Psychologists have long argued that our ever-present mobile phones may change our personalities in various ways, but a new study done at the RMIT University in Australia has found that the way we handle our phones may, reveal some personality traits that are already there.
Speaking about the study, computer scientist Flora Salim said, “Activity like how quickly or how far we walk, or when we pick up our phones up during the night, often follows patterns and these patterns say a lot about our personality type.”
Researchers based the assumptions from their study on a psychological construct called the Big Five personality traits. According to the standards set out with the Big Five – considered the prevalent way to determine personality – people exhibit five traits, which are then used to form a picture of what their personality looks like.
These five traits are extraversion (outgoing vs. reserved), openness (curious vs. cautious), neuroticism (confidence vs. nervous), agreeableness (compassionate vs. detached) and conscientiousness (organised vs. easy-going).
Between March 2010 and July 2011, the 52 participants that took part in the study were given phones with sensing and collection hardware installed, providing researchers with accelerometer data (to monitor when and how the phone was moving), as well as providing information as to how many calls and messages were made and received, together with the time of day they were made or received.

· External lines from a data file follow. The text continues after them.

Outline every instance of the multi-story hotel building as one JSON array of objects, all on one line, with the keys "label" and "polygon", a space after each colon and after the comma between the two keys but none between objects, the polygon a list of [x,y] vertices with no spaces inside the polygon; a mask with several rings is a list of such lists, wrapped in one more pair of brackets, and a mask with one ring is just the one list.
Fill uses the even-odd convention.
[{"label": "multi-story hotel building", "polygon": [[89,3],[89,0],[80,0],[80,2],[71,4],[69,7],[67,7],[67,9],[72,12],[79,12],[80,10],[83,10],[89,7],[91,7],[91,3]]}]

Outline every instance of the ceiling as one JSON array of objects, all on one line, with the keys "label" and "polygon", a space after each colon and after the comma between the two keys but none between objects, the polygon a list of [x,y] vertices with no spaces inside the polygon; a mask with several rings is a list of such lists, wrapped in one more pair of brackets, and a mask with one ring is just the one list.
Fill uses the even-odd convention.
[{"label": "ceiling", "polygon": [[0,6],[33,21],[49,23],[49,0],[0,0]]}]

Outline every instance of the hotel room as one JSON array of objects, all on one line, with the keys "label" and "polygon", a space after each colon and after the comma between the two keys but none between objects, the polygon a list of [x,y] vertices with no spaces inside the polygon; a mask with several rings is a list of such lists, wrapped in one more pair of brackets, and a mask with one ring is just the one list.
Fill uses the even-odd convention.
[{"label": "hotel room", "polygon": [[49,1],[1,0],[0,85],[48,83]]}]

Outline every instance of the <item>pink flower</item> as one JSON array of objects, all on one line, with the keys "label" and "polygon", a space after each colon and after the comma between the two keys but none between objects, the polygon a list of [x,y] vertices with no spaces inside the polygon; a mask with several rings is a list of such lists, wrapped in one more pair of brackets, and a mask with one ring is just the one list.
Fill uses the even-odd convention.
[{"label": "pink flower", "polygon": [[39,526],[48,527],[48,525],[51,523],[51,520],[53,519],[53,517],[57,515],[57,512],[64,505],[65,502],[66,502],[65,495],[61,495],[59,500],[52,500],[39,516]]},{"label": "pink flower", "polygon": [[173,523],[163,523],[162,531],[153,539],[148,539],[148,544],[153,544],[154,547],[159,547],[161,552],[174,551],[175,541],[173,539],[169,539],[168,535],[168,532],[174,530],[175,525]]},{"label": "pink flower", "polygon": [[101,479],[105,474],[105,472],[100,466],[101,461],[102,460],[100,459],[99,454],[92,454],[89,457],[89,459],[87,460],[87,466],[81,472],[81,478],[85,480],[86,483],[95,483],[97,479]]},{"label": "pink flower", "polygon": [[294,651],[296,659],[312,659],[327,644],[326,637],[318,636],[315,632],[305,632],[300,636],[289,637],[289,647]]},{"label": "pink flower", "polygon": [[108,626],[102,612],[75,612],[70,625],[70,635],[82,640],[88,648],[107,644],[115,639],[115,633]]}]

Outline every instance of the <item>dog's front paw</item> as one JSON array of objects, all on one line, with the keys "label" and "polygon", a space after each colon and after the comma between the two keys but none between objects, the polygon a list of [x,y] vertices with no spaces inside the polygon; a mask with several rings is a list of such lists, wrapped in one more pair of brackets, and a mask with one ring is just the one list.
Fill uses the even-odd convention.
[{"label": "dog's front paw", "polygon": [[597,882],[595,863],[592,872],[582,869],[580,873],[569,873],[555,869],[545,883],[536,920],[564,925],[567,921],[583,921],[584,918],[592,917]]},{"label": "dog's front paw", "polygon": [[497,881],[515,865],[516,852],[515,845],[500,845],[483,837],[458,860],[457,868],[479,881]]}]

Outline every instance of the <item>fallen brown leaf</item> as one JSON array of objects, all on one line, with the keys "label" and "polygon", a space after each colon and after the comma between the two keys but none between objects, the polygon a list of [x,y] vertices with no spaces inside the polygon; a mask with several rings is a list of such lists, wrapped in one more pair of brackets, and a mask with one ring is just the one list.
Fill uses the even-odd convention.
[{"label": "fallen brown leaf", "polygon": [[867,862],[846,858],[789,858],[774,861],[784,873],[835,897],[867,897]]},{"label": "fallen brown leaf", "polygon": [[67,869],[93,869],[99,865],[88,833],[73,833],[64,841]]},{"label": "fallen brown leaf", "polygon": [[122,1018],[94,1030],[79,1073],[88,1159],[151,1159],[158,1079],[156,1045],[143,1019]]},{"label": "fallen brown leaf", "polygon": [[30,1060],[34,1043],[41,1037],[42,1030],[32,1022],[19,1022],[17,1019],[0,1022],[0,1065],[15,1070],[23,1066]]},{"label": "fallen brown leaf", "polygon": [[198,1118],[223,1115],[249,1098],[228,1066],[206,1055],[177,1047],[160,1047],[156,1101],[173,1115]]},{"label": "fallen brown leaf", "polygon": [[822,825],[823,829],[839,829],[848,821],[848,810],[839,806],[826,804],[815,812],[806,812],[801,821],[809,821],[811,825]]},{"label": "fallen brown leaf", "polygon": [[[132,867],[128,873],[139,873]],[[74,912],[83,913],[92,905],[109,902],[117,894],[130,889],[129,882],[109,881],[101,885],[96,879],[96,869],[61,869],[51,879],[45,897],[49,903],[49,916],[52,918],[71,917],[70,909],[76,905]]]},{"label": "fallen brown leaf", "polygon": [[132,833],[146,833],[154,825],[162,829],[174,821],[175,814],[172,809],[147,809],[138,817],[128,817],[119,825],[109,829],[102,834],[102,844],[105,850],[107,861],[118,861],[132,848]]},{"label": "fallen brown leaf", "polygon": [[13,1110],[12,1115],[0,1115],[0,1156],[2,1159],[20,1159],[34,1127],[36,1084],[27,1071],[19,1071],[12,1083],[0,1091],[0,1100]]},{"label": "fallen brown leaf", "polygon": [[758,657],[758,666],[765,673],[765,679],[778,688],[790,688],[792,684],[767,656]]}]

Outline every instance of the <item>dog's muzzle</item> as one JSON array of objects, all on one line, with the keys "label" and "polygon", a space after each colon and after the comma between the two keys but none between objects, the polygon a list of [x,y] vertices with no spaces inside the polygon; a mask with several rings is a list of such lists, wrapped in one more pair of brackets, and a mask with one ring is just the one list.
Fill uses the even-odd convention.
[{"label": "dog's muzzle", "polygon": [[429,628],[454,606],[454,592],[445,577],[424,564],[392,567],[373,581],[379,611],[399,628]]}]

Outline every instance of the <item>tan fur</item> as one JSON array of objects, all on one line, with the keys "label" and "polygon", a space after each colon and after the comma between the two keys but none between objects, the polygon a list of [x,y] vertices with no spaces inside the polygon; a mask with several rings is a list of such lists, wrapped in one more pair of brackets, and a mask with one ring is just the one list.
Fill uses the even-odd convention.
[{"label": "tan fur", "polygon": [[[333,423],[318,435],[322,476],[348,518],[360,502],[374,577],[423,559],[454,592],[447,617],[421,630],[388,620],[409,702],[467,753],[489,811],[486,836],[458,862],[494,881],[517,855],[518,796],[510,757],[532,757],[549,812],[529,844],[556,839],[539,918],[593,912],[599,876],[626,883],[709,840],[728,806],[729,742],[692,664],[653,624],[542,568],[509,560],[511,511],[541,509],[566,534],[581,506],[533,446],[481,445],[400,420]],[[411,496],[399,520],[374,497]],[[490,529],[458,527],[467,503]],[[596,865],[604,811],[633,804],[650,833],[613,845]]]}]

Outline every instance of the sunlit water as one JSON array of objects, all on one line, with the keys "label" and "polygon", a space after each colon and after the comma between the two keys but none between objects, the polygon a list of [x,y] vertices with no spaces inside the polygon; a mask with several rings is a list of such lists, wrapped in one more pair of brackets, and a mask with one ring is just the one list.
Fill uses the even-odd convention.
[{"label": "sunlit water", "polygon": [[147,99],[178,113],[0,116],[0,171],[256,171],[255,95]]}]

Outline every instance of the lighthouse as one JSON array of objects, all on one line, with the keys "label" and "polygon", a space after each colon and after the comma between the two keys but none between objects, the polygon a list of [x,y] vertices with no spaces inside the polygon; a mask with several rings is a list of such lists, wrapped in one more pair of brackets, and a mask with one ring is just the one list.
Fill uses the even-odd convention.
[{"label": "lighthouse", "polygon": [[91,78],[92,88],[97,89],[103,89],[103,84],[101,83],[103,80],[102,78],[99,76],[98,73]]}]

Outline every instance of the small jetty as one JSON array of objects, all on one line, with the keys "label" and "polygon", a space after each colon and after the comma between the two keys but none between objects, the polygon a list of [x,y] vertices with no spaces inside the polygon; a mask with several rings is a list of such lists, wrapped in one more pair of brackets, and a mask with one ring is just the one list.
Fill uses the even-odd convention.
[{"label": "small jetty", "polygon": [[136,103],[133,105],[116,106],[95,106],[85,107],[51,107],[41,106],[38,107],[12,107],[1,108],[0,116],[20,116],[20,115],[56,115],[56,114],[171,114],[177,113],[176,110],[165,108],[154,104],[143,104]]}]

Using this data, researchers were able to accurately predict the neuroticism, conscientiousness, and extraversion of participants.
In addition to the data researchers gathered from the mobile phones participants used, people that took part in the study also scored their own personalities on a Big Five Survey.
Researchers were able to relate certain aspects of phone use to a list of features that determined personality traits. For example, the number of calls a person makes might predict agreeableness, while physical activity on weekend nights might predict extraversion.
This study sees the first time that traditional mobile phone activity is combined with accelerometer data, and although the sample size is perhaps a bit small to make proper conclusions, it is considered a pilot study to see how mobile data can be used in this way.